John and I just nodded, dumbstruck. Five minutes later, she reappeared in a swimsuit, complaining there was a dead frog in the pool.

While I dithered about how to get it out — I’m a bit squeamish — she just jumped in and grabbed it with her hand.

I asked her how she could bear to touch it.

‘Character, young man,’ she said, nodding sternly.

Elton Uncensored: Bob Dylan is a disaster at party games 

Towards the end of the Eighties, I held an insane party in LA, and invited everyone I knew. By mid-evening, I was flying, absolutely out of my mind, when a scruffy-looking guy I didn’t recognise wandered into the lit-up garden.

Who the hell was he? Must be one of the staff, a gardener. I loudly demanded to know what the gardener was doing helping himself to a drink.

There was a moment’s shocked silence, broken by my PA saying: ‘Elton, that’s not the gardener. It’s Bob Dylan.’

Coked out of my brain and keen to make amends, I rushed over, grabbed him and started steering him towards the house.

‘Bob! Bob! We can’t have you in those terrible clothes, darling. Come upstairs and I’ll fit you out with some of mine at once. Come on, dear!’

Scruffy: Elton’s party guest Bob Dylan

Scruffy: Elton’s party guest Bob Dylan

Dylan stared at me, horrified. His expression suggested he was trying hard to think of something he wanted to do less than get dressed up like Elton John, and drawing a blank.

Given that one of my recent looks had involved teaming a pink suit and a straw boater topped with a scale model of the Eiffel Tower, you couldn’t really blame him.

Another time, I invited Dylan to dinner with Simon and Garfunkel, and afterwards we played charades.

At least, they tried to play charades.

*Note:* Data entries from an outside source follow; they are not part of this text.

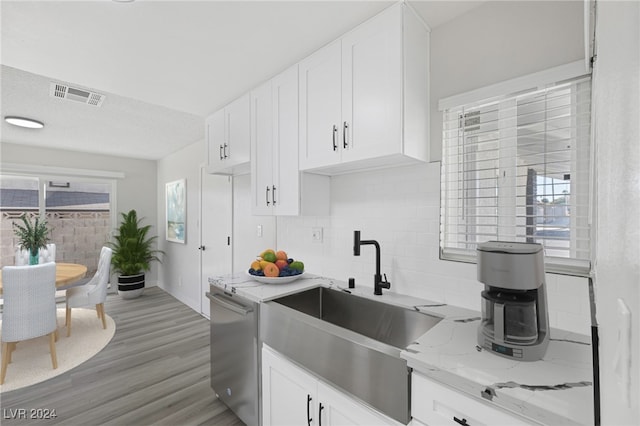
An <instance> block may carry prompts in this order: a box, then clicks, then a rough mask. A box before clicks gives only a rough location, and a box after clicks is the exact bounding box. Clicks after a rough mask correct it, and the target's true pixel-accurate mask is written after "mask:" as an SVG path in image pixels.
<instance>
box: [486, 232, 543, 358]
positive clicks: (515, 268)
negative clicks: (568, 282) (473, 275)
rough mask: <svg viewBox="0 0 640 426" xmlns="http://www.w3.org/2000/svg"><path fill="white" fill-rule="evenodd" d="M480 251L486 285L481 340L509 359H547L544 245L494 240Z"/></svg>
mask: <svg viewBox="0 0 640 426" xmlns="http://www.w3.org/2000/svg"><path fill="white" fill-rule="evenodd" d="M477 252H478V281H480V282H481V283H483V284H484V291H483V292H482V322H481V323H480V326H479V327H478V344H479V345H480V346H481V347H482V348H484V349H486V350H489V351H491V352H493V353H495V354H497V355H500V356H503V357H506V358H511V359H516V360H520V361H537V360H540V359H542V357H543V356H544V354H545V352H546V350H547V346H548V345H549V314H548V312H547V291H546V285H545V276H544V250H543V248H542V245H541V244H537V243H515V242H505V241H488V242H486V243H481V244H478V248H477Z"/></svg>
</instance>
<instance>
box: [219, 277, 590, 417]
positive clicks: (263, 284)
mask: <svg viewBox="0 0 640 426" xmlns="http://www.w3.org/2000/svg"><path fill="white" fill-rule="evenodd" d="M209 282H210V283H211V284H213V285H216V286H218V287H220V288H223V289H225V290H227V291H229V292H232V293H237V294H238V295H240V296H242V297H245V298H248V299H250V300H252V301H255V302H266V301H269V300H273V299H275V298H277V297H281V296H286V295H289V294H293V293H297V292H300V291H303V290H307V289H309V288H313V287H317V286H325V287H332V288H339V289H345V288H347V283H346V282H344V281H340V280H336V279H332V278H328V277H322V276H318V275H313V274H309V273H305V275H304V276H303V277H301V278H300V279H298V280H296V281H294V282H292V283H288V284H262V283H259V282H257V281H255V280H253V279H252V278H251V277H250V276H249V275H247V274H246V273H240V274H234V275H229V276H224V277H212V278H210V279H209ZM349 291H351V292H352V293H354V294H356V295H358V296H363V297H371V298H374V297H375V298H376V300H380V301H384V302H387V303H391V304H395V305H400V306H405V307H409V308H412V309H416V310H419V311H421V312H424V313H426V314H430V315H435V316H438V317H440V318H442V320H441V321H440V322H439V323H438V324H437V325H436V326H435V327H433V328H432V329H431V330H429V331H428V332H427V333H426V334H425V335H423V336H421V337H420V338H418V339H417V340H416V341H415V342H414V343H412V344H411V345H410V346H408V347H407V348H406V350H405V351H403V352H402V354H401V356H402V357H403V358H404V359H406V360H407V364H408V366H409V367H411V368H413V369H414V371H415V372H417V373H419V374H422V375H424V376H426V377H428V378H429V379H432V380H434V381H437V382H440V383H442V384H445V385H447V386H450V387H452V388H454V389H456V390H458V391H460V392H462V393H464V394H466V395H470V396H474V397H476V398H482V399H483V400H485V401H487V402H489V403H490V404H492V405H493V404H495V405H496V406H497V407H501V408H503V409H506V410H509V411H511V412H514V413H517V414H520V415H522V416H525V417H527V418H529V419H532V420H534V421H536V422H539V423H541V424H546V425H574V424H578V425H585V424H593V423H594V421H593V367H592V361H591V358H592V355H591V338H590V336H584V335H579V334H575V333H570V332H566V331H563V330H557V329H552V330H551V340H550V342H549V347H548V349H547V352H546V354H545V356H544V358H543V359H542V360H540V361H534V362H524V361H515V360H510V359H507V358H503V357H500V356H497V355H495V354H492V353H489V352H487V351H485V350H482V349H481V348H479V347H478V346H477V338H476V332H477V329H478V324H479V321H480V312H478V311H472V310H468V309H464V308H459V307H455V306H449V305H446V304H442V303H437V302H431V301H428V300H424V299H419V298H416V297H412V296H407V295H400V294H396V293H393V292H391V291H385V292H384V293H383V295H382V296H373V291H372V289H371V288H365V287H360V288H356V289H349Z"/></svg>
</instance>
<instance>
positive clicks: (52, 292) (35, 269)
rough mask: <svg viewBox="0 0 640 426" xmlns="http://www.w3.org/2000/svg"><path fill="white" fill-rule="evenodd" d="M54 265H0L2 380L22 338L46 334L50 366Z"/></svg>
mask: <svg viewBox="0 0 640 426" xmlns="http://www.w3.org/2000/svg"><path fill="white" fill-rule="evenodd" d="M55 292H56V264H55V263H52V262H50V263H43V264H41V265H33V266H29V265H26V266H5V267H4V268H2V297H3V298H4V308H3V309H4V311H3V312H2V372H1V373H0V374H1V376H0V384H1V383H4V379H5V376H6V374H7V366H8V365H9V363H10V362H11V356H12V353H13V351H14V350H15V348H16V344H17V342H19V341H22V340H28V339H33V338H36V337H40V336H44V335H47V334H48V335H49V348H50V351H51V363H52V364H53V368H54V369H56V368H58V359H57V356H56V337H57V336H56V330H57V327H58V325H57V321H56V299H55Z"/></svg>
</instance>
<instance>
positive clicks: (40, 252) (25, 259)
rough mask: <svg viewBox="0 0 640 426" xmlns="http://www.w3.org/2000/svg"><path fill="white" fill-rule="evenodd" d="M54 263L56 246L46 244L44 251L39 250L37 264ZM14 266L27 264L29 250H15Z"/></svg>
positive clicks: (43, 250)
mask: <svg viewBox="0 0 640 426" xmlns="http://www.w3.org/2000/svg"><path fill="white" fill-rule="evenodd" d="M55 261H56V245H55V244H53V243H50V244H47V248H46V249H40V251H39V253H38V263H48V262H55ZM15 264H16V266H22V265H28V264H29V250H24V249H21V248H17V249H16V261H15Z"/></svg>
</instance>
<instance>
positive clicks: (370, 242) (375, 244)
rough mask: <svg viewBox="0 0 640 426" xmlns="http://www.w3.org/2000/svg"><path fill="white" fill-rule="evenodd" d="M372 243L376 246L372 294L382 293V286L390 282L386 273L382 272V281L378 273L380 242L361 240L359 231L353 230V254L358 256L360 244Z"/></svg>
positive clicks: (389, 284) (390, 285)
mask: <svg viewBox="0 0 640 426" xmlns="http://www.w3.org/2000/svg"><path fill="white" fill-rule="evenodd" d="M362 245H373V246H375V247H376V275H375V276H374V277H373V294H375V295H376V296H381V295H382V289H383V288H390V287H391V283H390V282H389V281H387V274H384V281H383V280H382V276H381V275H380V244H378V242H377V241H376V240H361V239H360V231H353V255H354V256H360V246H362Z"/></svg>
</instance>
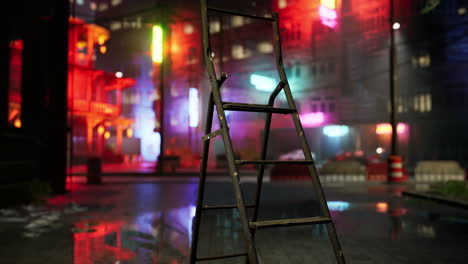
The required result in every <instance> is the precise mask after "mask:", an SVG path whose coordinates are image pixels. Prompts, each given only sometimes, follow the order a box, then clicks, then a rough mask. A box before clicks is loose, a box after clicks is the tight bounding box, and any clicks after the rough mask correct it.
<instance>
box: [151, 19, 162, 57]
mask: <svg viewBox="0 0 468 264" xmlns="http://www.w3.org/2000/svg"><path fill="white" fill-rule="evenodd" d="M163 37H164V35H163V31H162V27H161V26H153V45H152V46H153V47H152V48H153V62H156V63H162V61H163Z"/></svg>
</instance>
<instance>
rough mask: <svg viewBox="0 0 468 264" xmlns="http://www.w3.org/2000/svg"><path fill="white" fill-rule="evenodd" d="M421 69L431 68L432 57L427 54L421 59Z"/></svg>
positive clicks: (420, 58)
mask: <svg viewBox="0 0 468 264" xmlns="http://www.w3.org/2000/svg"><path fill="white" fill-rule="evenodd" d="M418 62H419V67H421V68H427V67H429V66H431V56H429V54H426V55H424V56H421V57H419V61H418Z"/></svg>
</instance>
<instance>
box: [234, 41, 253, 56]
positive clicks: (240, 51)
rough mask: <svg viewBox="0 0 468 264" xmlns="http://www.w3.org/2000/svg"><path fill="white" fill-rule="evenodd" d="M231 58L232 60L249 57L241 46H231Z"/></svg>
mask: <svg viewBox="0 0 468 264" xmlns="http://www.w3.org/2000/svg"><path fill="white" fill-rule="evenodd" d="M232 57H233V58H234V59H245V58H248V57H250V52H249V51H248V50H246V49H245V48H244V46H243V45H239V44H235V45H232Z"/></svg>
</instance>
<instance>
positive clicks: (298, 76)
mask: <svg viewBox="0 0 468 264" xmlns="http://www.w3.org/2000/svg"><path fill="white" fill-rule="evenodd" d="M296 77H297V78H299V77H301V66H297V67H296Z"/></svg>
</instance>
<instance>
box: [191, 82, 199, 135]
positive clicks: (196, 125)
mask: <svg viewBox="0 0 468 264" xmlns="http://www.w3.org/2000/svg"><path fill="white" fill-rule="evenodd" d="M198 115H199V111H198V89H197V88H189V119H190V127H198Z"/></svg>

They were terrible at it. The best thing I can say about Simon and Garfunkel is that they were better than Dylan.

He couldn’t get the hang of the ‘How many syllables?’ thing at all. He couldn’t do ‘sounds like’ either, come to think of it. One of the best lyricists in the world, the greatest man of letters in the history of rock music, and he couldn’t seem to tell you whether a word had one syllable or two syllables or what it rhymed with!

He was so hopeless, I started throwing oranges at him. Or so I was informed the next morning by a friend.

That’s not really a phone call you want to receive when you’re struggling with a hangover. ‘Morning, darling — do you remember throwing oranges at Bob Dylan last night?’ Oh God.